Hard truths from the landmark Malaysian Blockchain Regulatory Report 2018.
by Edmund Yong
Just when everyone seems to think that the Howey Test from the U.S. Supreme Court is all that matters, think again. They overlook the bigger existential risk that belies the nature of ICOs, and one that is much closer to home.
If you are an ICO issuer, you’d have met Howey in the fog of news literature and urged by well-meaning advisors to apply Howey indiscriminately, even though it is a 1946 ruling some 10,000 miles across a very, very big pond. For those who don’t know Howey – he was a guy who planted those juicy Florida oranges and raised funds by selling service contracts (for farming oranges) to buyers from out of town. The courts decided that what Howey did is an investment contract, which must be registered as a security with the authorities.
Fast forward to the new age of crypto, an undead Howey now rears his head to figure out whether one’s token is a security or not. In the mostly lawless state of ICOs, Howey has become like a sorting hat.
What ICO issuers do is to zoom their focus onto the token, and sanitize it of any security features. Post-Munchee, they will painstakingly remove any expectation or promissory statement of return or dividend on the token, which many often did with ridiculously high and gamey numbers. Post-The DAO, the decision makers or so-called curators that review how proceeds of token sales are used will be held responsible, which in a way led many to put up fictitious identities on whitepapers instead e.g. the Centra case. Then post-Centra, even ICO advisors, promoters and celebrities that shill these tokens are in the hot seat.
Good thing is, all that media buzz on Howey helped step up self-vigilance. A whole discipline of tokenomics have sprung up in the ICO industry, to make sure the duck doesn’t walk like a duck or quack like a duck. But while this is prudent, it could be misdirected.
Howey is not law of the land in our neck of the woods. Local laws, as findings from a new report show, actually look at the entire structure of the scheme, not just the token instrument itself. Regulators will look at how the forest grows, not just the trees in it. So don’t bet on them to miss the forest for the trees!

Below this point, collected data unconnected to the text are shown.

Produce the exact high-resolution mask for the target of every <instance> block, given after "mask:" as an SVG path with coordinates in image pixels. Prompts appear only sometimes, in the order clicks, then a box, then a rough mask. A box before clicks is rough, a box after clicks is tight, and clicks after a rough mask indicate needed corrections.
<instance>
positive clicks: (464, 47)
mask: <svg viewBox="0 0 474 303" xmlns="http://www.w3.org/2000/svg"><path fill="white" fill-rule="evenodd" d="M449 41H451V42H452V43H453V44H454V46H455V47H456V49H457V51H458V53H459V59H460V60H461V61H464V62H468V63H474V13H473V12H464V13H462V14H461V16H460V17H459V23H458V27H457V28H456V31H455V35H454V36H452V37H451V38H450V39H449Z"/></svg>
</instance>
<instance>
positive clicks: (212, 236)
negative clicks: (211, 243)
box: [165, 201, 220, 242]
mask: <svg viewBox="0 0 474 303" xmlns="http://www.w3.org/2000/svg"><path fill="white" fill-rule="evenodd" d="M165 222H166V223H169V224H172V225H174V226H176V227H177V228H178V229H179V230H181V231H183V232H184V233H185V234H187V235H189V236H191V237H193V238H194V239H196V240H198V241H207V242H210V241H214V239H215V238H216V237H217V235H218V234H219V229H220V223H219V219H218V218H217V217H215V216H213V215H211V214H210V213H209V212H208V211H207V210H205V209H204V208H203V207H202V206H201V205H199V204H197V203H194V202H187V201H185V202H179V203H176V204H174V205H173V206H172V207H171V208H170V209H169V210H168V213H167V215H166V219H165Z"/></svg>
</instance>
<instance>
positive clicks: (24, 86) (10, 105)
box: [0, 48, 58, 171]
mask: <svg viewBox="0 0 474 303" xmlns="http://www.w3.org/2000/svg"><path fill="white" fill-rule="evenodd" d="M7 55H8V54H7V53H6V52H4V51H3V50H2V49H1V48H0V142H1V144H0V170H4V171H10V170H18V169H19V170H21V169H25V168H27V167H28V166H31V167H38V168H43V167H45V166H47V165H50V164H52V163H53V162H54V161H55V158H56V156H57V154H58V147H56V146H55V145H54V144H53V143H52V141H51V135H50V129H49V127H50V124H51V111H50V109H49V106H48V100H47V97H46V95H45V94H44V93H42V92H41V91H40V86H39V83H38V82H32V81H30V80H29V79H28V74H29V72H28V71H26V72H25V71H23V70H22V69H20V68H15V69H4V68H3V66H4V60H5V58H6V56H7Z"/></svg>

Before that, let me give a shout out to the academic team from the University of Malaysia (Faculty of Law and Center of Regulatory Studies), which published the seminal Malaysian Blockchain Regulatory Report last week. Finally, here is a go-to-source (with the makings of a legal textbook) that can be confidently referenced by the powers that be. Disclaimer: I was privileged to be one of the report reviewers and was involved early on in their research focus groups.

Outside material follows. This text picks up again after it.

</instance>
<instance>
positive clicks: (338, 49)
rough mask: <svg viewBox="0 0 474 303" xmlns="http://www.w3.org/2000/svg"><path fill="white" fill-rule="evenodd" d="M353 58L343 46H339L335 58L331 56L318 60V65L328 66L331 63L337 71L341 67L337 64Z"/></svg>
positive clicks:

If you have read this far, you’d be waiting for the rub:
Most ICOs will fit the definition of a collective investment scheme (CIS), which as the name self-explains, is simply a setup that many people put money in to get a return. This sounds awfully like your friendly neighborhood ICO, doesn’t it?
Four elements need to be present (below) to fit into the statutory definition of CIS under Section 2 of the Capital Markets and Services Act (Malaysia) 2007, and therefore a security product:
- Expectation – There is an arrangement to expect or receive profits arising from the asset or business that is funded by the tokens.
- Pooling – The contributions from token holders are “pooled” which can mean that they are sent to a common account (wallet address).
- Reliance – The expectation of profits is based on the reliance of a third party, which in this case is the ICO issuer.
- Control – Finally, there is no day-to-day control over the management and operations of the ICO by token holders.
If these sound like your ICO, then gotcha!
To be sure, these elements are also specified in the Interest Schemes Act (Malaysia) 2016. And in case you are wondering, CIS is not a local oddity. Since Oct 2013, the Securities Commission of Malaysia, Monetary Authority of Singapore, and Securities & Exchange Commission of Thailand have signed a MOU to establish an ASEAN CIS Framework for cross-border offerings of CIS in Southeast Asia. You can download the ASEAN CIS Handbook here.
Singapore has codified this in Jan 2018, and prohibits any cross-border offer of CIS unless authorized under Sections 286 and 287 of the Securities & Futures Act (Singapore) 2006. Its ICO guidelines released by MAS in Nov 2017 flag out CIS explicitly as securities. In Australia, the CIS is called MIS or “managed investment scheme” with similar principles to Malaysia. In Hong Kong, where targeted crackdowns are rare, the Black Cell ICO was caught specifically under CIS provisions.
So the next time you think about Howey, remember not to look just at the token oranges but the whole setup that gets you those oranges. How you get those oranges is more important than how many you get or how they look. Even when the orange tells you it’s not an orange.